Beitragvon jorikke » Sa 5. Mär 2016, 21:47

Die Diskussion ist zu wenig grundsätzlich. Die Befürworter einer zwei Perioden Amtszeit orientieren sich zu sehr am Augenblick, lassen sich von einer Überdrüssigkeit leiden, wollen einfach einen Wechsel um mal was Neues zu sehen. Das ist Zeitgeschmack, sonst nichts.
Gerade so gut kann in einer anderen Situation ein weiteres Verbleiben im Amt geboten sein und niemand hätte Verständnis, wenn ein erfolgreicher Kanzler sein Amt räumen soll, nur eine willkürlich vorgegebene Amtszeit abgelaufen ist.
Der bereits erwähnte Kohl ist doch ein Paradebeispiel.

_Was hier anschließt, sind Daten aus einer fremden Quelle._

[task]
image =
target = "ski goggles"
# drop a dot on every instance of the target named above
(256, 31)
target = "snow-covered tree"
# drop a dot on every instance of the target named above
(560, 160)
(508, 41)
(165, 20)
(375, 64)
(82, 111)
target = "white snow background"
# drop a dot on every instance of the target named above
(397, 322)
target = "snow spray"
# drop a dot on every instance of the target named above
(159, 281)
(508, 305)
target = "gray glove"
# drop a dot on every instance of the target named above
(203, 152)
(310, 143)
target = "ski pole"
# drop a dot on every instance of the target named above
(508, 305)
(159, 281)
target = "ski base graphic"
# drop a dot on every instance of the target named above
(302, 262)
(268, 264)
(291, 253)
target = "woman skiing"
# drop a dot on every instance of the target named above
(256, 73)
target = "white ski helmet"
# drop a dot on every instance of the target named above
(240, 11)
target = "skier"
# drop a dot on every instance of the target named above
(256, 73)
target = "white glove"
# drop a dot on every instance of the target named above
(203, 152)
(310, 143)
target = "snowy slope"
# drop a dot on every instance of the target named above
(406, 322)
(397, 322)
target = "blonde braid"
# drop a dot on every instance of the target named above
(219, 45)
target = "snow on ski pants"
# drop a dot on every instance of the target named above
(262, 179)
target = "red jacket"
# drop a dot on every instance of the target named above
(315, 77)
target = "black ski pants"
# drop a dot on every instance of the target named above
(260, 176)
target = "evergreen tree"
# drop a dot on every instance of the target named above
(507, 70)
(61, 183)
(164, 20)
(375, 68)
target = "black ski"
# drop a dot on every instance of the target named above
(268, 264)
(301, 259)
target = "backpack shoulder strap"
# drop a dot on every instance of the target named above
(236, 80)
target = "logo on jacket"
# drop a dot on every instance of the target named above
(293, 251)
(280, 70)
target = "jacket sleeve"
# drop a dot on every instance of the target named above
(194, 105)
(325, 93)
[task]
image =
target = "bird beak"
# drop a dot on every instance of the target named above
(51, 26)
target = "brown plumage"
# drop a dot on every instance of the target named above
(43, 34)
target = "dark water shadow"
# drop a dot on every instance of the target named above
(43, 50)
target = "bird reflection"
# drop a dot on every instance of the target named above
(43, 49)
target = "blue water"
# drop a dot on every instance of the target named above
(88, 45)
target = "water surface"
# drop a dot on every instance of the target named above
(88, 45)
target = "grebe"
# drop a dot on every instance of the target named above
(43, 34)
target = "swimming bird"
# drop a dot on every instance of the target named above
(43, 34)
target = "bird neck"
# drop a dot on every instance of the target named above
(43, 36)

In seine zweite Amtszeit fiel die Wiedervereinigung. Als "Vater der Wiedervereinigung" wurde er von vielen gesehen und so mehrheitlich für eine dritte Amtszeit wiedergewählt. Diese fiel schwach aus, man hatte ihn satt, er wurde abgewählt.

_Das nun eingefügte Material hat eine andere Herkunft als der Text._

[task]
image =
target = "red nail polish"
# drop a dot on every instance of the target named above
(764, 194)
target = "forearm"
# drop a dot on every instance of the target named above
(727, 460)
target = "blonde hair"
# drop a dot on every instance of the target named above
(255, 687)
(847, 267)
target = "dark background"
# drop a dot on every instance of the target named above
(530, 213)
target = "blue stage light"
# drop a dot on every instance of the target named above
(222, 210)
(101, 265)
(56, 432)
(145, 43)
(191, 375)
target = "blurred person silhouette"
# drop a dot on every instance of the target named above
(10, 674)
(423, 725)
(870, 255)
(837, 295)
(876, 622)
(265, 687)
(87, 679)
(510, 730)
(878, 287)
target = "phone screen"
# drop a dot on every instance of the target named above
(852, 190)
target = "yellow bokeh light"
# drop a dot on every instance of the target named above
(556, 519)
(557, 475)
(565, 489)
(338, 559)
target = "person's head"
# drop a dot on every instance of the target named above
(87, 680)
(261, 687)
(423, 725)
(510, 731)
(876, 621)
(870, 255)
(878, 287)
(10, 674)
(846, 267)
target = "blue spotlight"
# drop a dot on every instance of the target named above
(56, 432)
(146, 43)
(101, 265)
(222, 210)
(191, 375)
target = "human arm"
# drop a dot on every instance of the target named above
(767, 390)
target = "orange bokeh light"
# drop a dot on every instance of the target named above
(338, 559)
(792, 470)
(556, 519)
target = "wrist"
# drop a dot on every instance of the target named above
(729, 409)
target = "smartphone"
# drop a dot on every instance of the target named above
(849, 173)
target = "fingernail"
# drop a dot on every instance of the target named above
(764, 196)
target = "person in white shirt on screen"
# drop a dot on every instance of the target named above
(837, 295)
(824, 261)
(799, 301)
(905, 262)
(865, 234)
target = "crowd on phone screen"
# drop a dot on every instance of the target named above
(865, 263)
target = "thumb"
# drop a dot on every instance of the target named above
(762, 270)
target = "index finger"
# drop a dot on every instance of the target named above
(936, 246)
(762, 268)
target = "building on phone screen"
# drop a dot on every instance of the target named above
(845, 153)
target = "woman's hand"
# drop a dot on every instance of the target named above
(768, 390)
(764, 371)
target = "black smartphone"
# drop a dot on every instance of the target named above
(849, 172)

Ich finde der jetzige Zustand hat sich bewährt, man sollte es dabei belassen.
Am Rande:
Als vor einer sehr unübersichtlichen Kurve ein schwerer Unfall passierte, wurde der Polizist gefragt, warum an solch gefährlicher Stelle kein Warnschild aufgestellt sei?
Stand da seit zwanzig Jahren aber weil nie etwas passierte, wurde es wieder abgebaut.
Merke:
Dinge die sich bewährt haben soll man nicht aus Übermut verändern.